While alternative modes of development have always been present, architects, designers, artists work with the belief that social engagement will inherently bring betterment to people, or at least beyond their clients/ commissioners. Many initiatives of alternative urbanisms do not immediately take the form of building, but architecture often serves as both their starting points and end goals. Whereas the intentions towards a just city can really make use of architecture’s tools and knowledge, figuring out what it means are not yet known, fully.

In the last three decades, alternative imaginaries for cities are compressed and diminished. Meanwhile, the strongest and most intimate catalyzing processes remain in those of relations with neighbours, friends, fellow city-zens, civic infrastructures, and more. Support structures to create, inhabit, and share worlds that don’t deny vulnerability, but rather embrace it as another component of our daily life might be those that also allow to create -and become part of, communities that will change, care, and hold accountable. In this context, could an idea be to wander, to listen, and to see what it is that we have in common?

If I loop this last question back to the beginning, the next point seems to be around asking about the embodied meanings of ‘public artwork’. What is public today, as the meaning of public evacuated / replaced with consumer and user? What and who is public artwork for then? What could be its translations?
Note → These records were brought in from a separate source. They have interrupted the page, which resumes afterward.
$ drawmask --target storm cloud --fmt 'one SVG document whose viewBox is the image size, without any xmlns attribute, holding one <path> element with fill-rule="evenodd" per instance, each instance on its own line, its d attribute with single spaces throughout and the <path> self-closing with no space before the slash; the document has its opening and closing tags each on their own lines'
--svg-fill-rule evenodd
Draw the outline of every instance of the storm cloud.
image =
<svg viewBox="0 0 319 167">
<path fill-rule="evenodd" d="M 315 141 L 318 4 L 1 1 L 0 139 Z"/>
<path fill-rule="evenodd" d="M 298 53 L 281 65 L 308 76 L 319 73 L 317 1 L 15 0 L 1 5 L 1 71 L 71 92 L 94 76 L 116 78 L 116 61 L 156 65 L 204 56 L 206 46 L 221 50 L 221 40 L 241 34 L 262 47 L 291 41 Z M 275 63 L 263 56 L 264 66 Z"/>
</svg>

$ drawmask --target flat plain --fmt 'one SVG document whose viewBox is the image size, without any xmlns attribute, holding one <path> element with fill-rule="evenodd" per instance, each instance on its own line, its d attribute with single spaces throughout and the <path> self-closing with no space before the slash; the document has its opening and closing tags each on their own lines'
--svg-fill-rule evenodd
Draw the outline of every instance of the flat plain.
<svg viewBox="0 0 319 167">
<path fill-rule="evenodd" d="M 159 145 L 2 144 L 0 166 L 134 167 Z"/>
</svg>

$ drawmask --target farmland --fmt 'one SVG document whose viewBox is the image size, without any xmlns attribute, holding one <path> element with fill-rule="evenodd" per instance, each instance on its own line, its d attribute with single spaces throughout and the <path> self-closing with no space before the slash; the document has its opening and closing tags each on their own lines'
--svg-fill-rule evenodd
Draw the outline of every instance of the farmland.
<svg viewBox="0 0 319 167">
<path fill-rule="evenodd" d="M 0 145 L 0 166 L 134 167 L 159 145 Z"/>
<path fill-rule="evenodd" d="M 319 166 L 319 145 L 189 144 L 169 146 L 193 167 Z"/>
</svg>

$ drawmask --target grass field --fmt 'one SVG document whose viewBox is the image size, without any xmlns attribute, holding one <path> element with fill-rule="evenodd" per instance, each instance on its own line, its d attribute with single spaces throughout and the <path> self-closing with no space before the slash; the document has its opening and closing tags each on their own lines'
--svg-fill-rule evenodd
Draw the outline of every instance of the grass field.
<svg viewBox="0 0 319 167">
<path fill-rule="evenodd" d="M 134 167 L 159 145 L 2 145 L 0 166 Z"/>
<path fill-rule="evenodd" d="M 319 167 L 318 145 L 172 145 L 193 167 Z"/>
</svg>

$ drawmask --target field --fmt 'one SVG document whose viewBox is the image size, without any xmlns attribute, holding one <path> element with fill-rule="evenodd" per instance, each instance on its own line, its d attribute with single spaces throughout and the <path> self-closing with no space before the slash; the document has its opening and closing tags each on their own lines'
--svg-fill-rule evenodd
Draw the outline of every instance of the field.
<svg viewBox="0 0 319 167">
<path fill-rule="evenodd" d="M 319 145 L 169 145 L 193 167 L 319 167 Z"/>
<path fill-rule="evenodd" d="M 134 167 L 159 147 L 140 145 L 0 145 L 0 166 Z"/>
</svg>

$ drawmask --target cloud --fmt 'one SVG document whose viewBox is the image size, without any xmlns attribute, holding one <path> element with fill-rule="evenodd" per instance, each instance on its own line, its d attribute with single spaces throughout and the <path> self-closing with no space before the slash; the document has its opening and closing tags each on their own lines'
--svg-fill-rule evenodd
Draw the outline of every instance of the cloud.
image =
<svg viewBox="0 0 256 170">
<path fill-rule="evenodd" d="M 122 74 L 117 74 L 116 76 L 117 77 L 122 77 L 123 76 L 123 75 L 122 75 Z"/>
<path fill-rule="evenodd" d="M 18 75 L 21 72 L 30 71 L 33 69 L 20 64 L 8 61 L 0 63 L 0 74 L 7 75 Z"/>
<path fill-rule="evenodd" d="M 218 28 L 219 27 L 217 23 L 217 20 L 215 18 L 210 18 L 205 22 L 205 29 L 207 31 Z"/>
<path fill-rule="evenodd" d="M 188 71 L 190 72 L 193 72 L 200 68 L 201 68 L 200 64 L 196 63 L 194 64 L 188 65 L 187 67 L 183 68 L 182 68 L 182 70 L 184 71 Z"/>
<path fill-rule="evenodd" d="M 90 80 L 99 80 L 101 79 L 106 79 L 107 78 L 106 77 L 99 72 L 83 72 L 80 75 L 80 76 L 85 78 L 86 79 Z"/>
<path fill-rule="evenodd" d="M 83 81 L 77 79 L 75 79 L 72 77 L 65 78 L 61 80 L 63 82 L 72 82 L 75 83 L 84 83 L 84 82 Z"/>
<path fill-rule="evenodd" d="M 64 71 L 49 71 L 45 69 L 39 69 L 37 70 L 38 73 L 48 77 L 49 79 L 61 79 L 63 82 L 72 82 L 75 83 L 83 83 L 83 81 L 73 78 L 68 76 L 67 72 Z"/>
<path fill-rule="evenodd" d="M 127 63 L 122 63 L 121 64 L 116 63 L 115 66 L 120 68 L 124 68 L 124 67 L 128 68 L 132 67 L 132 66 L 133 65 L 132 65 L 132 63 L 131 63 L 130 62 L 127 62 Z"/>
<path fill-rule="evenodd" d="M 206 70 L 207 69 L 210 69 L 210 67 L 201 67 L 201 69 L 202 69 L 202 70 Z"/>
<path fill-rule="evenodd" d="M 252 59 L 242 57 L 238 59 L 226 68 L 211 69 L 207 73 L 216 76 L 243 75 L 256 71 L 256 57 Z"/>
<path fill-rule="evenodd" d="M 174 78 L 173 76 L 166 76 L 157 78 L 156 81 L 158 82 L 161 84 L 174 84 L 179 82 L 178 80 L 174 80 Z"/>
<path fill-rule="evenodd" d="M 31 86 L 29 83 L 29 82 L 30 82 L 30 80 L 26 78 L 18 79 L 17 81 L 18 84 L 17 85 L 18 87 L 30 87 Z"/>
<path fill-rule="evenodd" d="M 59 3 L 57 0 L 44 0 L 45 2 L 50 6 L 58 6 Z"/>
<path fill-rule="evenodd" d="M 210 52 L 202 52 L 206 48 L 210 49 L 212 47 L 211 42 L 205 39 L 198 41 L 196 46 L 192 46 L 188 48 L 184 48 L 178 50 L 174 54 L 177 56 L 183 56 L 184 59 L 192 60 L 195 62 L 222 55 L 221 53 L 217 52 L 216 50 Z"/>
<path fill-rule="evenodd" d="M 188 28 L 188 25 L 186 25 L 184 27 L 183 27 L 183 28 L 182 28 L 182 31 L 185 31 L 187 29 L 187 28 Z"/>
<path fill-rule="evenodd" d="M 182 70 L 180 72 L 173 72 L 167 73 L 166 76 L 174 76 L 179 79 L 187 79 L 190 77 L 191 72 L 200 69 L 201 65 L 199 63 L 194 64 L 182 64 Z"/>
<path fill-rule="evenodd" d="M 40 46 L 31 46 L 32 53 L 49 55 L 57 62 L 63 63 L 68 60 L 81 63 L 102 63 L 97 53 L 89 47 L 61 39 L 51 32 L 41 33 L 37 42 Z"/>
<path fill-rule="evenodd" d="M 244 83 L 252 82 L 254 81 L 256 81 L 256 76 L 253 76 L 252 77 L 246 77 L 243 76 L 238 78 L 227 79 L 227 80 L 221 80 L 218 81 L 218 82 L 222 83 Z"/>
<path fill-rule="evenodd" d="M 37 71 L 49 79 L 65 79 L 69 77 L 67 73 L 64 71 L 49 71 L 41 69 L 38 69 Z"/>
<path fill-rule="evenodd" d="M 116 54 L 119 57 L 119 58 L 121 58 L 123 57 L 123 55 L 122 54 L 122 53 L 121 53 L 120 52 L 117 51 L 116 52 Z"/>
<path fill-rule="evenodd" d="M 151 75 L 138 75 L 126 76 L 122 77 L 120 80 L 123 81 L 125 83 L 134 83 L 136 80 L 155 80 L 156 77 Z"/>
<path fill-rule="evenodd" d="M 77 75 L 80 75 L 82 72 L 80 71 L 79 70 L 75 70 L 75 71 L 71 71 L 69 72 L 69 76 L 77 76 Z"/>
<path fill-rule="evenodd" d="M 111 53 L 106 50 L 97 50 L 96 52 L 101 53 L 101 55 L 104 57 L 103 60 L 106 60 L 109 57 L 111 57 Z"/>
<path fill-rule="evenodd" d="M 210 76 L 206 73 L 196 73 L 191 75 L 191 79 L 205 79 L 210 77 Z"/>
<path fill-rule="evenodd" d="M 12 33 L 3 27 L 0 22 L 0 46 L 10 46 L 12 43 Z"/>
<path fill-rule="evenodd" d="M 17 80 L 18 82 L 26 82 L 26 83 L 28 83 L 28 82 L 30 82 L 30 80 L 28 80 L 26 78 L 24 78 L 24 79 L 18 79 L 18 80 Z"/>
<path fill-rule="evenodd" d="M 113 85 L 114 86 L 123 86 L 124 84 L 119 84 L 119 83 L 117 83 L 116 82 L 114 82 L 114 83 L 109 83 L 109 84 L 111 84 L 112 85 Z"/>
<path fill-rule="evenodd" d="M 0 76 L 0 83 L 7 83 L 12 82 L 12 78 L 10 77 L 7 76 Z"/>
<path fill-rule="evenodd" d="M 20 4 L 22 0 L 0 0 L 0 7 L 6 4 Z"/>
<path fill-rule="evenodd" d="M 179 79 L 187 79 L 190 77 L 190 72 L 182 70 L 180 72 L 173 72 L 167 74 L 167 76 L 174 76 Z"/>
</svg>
What should be its motivations? Who should take care of it? How should it be commissioned and authored? What kind of processes are needed to design other forms of authorship that embrace the complexities that I summarized above?

The process I devised and the program I put together for this residency aim to collect the information and experience to rethink and respond to the questions above, and come up with commissioning processes towards new imaginations of the public, and articulated conceptualizations of commons.

Principles of the process:

Open and curated programs on the use of public space
Everyone who lives in/around Merwede to contribute.


Inhabitants in/around Merwede
NGOs, Collectives, Foundations, Institutions, Residents who are invested in Utrecht.
Artists, producers, makers, doers
Former research and future research
A co-authored process


How can an artwork be collectively owned? What does it tell us about owning one’s own home, one’s own space, the city square, …


From Inside to outside: Material

The day I visited Merwede District for the first time, I was walking around and witnessed a moment of an artifact from Roman times to be found during the excavations in preparation for construction. The second place I visited was Mobach ceramics factory from 1914, still active in the district. Other existing former industrial buildings are used by different creatives, artists, and community actors, which have material connection to place. I also observe the preparations for construction, work machines, trucks, coming in and out, water, earth, rocks, …

From Outside to inside: Community

When I visit the other districts around Merwede, inhabitants have different lives, gathering spaces, workspaces, leisure places, parks, community centers, libraries, … and so on. But they don’t relate much to Merwede. The major road in the east, and the canal on the west separate Merwede and make a different world of it. Those in Merwede know little about the outside, and the other way around, the other districts are not interested/ do not know much of who lives and what happens there.

The question of method sits at this intersection, commoning as method dwells in weaving the inside to the outside, the outside to the inside, and continue.